Mrs. Patten gave a sort of screach.
“You don’t think—oh Will, he’s so tempermental. You don’t think he’s drowned himself?”
“No such luck,” said Mrs. Beecher, in a cold tone. I hated her for it. True, he had decieved me. He was not as I had thought him. In our to conversations he had not mentioned his wife, leaveing me to beleive him free to love “where he listed,” as the poet says.
“There are a few clues,” said Mr. Patten. “He got out by means of a wire hairpin, for one thing. And he took the manuscript with him, which he’d hardly have done if he meant to drown himself. Or even if, as we fear, he had no Pockets. He has smoked a lot of cigarettes out of a candy box, which I did not supply him, and he left behind a bath towle that does not, I think, belong to us.”
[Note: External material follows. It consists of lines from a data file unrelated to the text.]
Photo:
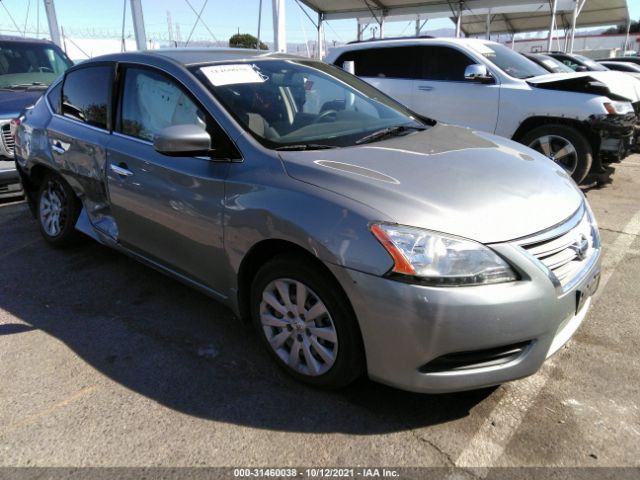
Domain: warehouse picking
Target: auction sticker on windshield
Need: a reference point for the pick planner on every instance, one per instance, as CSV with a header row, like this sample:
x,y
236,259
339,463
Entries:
x,y
234,74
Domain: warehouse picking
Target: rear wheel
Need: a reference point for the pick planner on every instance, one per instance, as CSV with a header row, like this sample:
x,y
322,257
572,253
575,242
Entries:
x,y
564,145
58,210
306,324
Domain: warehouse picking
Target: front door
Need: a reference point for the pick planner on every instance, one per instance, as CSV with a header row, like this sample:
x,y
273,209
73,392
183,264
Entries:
x,y
168,209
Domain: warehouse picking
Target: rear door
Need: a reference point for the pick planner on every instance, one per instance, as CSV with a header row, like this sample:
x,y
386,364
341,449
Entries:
x,y
443,93
78,134
390,69
168,209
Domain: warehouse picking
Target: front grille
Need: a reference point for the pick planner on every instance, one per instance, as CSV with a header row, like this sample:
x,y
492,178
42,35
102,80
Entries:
x,y
475,359
567,252
7,139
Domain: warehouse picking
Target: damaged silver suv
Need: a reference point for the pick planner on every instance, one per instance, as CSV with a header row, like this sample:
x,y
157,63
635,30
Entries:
x,y
355,235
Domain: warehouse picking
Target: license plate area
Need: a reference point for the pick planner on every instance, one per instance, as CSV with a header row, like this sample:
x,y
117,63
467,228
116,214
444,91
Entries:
x,y
586,291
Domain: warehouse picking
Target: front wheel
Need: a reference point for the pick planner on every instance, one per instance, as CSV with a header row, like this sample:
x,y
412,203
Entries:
x,y
306,324
564,145
58,210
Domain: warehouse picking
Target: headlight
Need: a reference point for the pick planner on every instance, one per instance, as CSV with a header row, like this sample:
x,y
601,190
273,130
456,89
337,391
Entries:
x,y
618,108
437,259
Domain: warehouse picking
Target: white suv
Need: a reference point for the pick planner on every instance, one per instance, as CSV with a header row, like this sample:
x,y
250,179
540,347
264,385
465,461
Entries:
x,y
574,119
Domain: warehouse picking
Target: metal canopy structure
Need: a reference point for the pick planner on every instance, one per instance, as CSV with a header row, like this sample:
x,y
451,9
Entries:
x,y
594,13
477,17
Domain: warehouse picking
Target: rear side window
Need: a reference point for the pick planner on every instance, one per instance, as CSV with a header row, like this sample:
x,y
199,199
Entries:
x,y
391,62
86,93
444,63
54,96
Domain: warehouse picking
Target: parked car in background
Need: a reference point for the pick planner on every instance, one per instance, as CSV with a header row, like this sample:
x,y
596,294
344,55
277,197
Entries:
x,y
626,59
27,68
629,68
354,234
578,63
550,64
484,85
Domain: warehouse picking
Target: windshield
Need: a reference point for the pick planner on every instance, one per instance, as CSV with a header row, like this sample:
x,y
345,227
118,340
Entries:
x,y
304,103
510,62
27,65
591,64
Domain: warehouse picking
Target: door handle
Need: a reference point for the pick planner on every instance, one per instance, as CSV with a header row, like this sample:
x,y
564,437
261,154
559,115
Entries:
x,y
121,170
59,147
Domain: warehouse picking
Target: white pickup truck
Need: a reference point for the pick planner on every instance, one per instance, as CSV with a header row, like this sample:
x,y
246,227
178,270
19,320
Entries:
x,y
575,119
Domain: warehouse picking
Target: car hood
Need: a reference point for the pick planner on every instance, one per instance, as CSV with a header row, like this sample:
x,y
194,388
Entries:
x,y
448,179
12,103
616,83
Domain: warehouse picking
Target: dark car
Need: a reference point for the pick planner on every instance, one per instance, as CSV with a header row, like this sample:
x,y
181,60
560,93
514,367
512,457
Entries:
x,y
550,64
578,63
627,67
27,68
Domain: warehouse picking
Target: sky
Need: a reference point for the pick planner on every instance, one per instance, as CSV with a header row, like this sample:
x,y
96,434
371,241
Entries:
x,y
103,18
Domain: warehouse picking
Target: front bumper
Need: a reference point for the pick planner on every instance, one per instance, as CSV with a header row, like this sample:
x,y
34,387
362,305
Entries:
x,y
407,329
618,135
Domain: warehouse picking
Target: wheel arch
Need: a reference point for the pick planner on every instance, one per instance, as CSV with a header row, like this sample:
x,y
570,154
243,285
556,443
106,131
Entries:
x,y
539,121
260,254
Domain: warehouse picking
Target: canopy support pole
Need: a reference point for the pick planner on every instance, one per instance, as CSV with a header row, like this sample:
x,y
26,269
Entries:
x,y
626,38
279,31
459,21
488,26
320,35
52,19
138,25
259,25
552,26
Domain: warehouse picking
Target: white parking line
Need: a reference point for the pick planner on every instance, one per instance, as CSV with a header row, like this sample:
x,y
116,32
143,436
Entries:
x,y
489,442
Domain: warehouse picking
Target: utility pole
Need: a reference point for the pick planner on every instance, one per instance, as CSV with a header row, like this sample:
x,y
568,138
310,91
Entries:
x,y
138,24
52,19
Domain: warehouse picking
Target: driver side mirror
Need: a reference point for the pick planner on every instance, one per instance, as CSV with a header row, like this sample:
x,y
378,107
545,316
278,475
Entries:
x,y
477,73
182,140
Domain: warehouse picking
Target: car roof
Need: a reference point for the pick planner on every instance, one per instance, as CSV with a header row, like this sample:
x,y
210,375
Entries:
x,y
413,41
199,56
25,40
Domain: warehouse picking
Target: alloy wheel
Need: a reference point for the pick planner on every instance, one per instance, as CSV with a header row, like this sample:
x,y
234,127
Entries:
x,y
558,149
298,327
52,208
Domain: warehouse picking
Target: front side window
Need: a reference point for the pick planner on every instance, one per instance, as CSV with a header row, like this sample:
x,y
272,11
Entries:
x,y
288,103
389,62
24,65
86,93
444,63
152,101
510,62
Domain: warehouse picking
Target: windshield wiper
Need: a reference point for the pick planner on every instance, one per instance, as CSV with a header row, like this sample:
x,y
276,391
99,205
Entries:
x,y
304,146
389,132
34,85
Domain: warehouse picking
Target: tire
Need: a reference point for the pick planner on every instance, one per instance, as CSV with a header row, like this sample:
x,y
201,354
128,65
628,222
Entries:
x,y
553,139
323,351
57,211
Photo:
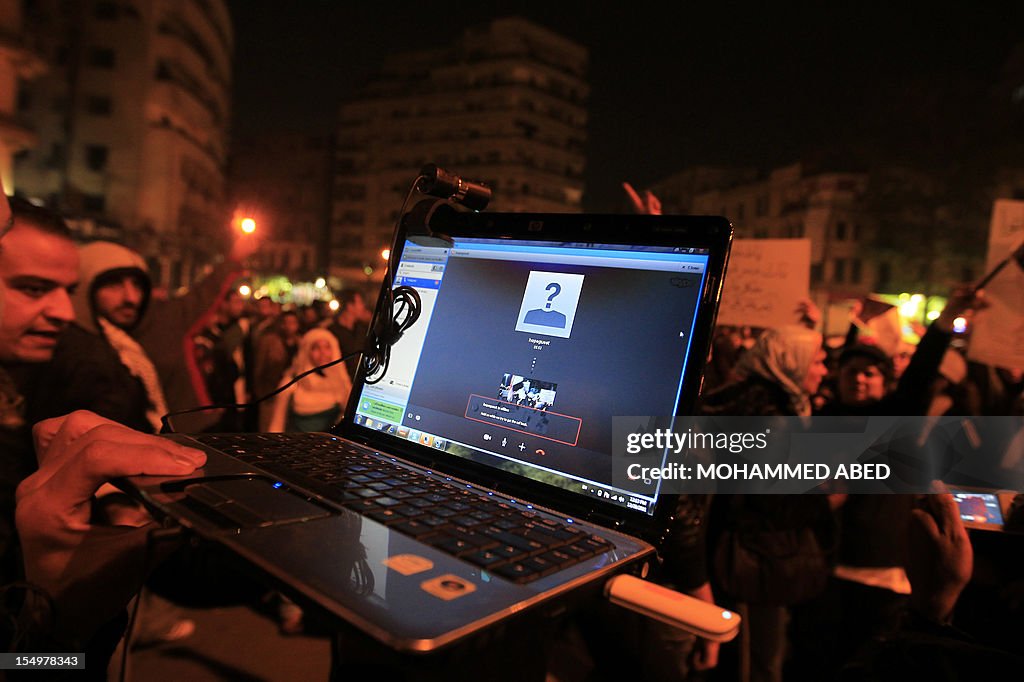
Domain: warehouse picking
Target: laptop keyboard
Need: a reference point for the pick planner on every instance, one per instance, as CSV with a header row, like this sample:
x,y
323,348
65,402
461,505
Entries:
x,y
480,527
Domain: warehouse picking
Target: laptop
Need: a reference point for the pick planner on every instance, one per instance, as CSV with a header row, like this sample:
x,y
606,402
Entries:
x,y
473,482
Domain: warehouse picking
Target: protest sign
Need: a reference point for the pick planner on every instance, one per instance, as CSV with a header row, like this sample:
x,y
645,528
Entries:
x,y
766,281
997,334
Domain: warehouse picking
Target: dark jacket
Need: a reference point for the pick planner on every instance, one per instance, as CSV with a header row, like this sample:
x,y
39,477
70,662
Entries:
x,y
87,374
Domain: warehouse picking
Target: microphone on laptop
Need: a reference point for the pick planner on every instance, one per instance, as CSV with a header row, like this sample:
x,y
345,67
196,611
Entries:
x,y
438,182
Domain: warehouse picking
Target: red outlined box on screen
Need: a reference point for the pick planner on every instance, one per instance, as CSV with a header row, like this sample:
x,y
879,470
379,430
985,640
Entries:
x,y
496,421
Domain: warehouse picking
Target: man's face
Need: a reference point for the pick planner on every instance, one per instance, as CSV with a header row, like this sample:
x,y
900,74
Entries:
x,y
38,273
120,301
860,381
817,372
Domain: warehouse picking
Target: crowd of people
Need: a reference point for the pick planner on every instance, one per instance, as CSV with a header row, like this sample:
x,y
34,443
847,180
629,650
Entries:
x,y
83,330
83,333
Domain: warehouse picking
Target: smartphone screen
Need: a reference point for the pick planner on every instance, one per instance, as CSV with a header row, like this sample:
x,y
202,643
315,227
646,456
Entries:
x,y
979,508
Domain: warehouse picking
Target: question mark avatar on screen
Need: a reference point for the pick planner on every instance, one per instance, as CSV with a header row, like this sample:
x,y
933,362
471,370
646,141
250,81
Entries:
x,y
549,303
546,316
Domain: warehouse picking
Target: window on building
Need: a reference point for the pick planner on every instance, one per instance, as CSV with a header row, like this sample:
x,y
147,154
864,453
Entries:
x,y
885,273
107,11
761,206
839,270
94,203
56,158
351,217
98,104
101,57
855,270
95,157
354,190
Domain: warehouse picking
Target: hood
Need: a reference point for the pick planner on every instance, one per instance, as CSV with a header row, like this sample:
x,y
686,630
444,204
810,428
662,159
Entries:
x,y
101,261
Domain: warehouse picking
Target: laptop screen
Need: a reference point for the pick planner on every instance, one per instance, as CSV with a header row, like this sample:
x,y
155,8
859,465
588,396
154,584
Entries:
x,y
524,350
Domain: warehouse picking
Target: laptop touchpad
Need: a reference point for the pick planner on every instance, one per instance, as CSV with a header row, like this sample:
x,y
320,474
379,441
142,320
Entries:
x,y
250,503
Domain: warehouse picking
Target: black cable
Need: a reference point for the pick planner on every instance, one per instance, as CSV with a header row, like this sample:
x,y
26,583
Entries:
x,y
152,538
398,307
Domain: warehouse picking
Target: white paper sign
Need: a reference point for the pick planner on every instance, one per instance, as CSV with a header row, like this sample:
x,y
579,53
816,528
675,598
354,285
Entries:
x,y
997,337
766,281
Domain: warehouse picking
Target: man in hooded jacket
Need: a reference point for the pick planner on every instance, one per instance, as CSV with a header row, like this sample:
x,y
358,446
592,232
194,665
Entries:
x,y
98,365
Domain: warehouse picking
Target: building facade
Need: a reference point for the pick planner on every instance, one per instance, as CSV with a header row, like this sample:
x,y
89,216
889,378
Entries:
x,y
290,199
18,62
504,105
132,121
790,202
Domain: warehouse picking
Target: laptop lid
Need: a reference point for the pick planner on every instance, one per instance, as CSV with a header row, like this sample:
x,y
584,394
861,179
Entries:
x,y
536,330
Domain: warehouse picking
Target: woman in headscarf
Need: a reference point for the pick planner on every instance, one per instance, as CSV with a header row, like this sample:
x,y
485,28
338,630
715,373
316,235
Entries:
x,y
316,401
776,377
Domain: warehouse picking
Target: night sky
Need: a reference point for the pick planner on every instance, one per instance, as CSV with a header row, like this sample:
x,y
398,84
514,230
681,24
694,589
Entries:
x,y
671,86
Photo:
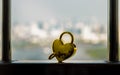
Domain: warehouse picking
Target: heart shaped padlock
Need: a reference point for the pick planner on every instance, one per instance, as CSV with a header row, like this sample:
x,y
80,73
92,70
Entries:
x,y
63,51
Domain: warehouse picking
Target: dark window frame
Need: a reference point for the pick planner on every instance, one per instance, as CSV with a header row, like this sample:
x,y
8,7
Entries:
x,y
113,40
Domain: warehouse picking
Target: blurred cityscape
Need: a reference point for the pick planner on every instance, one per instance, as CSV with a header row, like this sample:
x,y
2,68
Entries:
x,y
34,40
93,33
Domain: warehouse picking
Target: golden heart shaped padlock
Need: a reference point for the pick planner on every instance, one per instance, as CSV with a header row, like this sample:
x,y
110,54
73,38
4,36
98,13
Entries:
x,y
63,51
“I should think he would have worn it,” said Mrs. Beecher, in a scornfull tone.
“Here’s the bath towle,” Mr. Patten went on. “You may recognize the initials. I don’t.”
“B. P. A.,” said Mrs. Beecher. “Look here, don’t they call that—that fliberty-gibbet next door ‘Barbara’?”
“The little devil!” said Mr. Patten, in a raging tone. “She let him out, and of course he’s done no work on the Play or anything. I’d like to choke her.”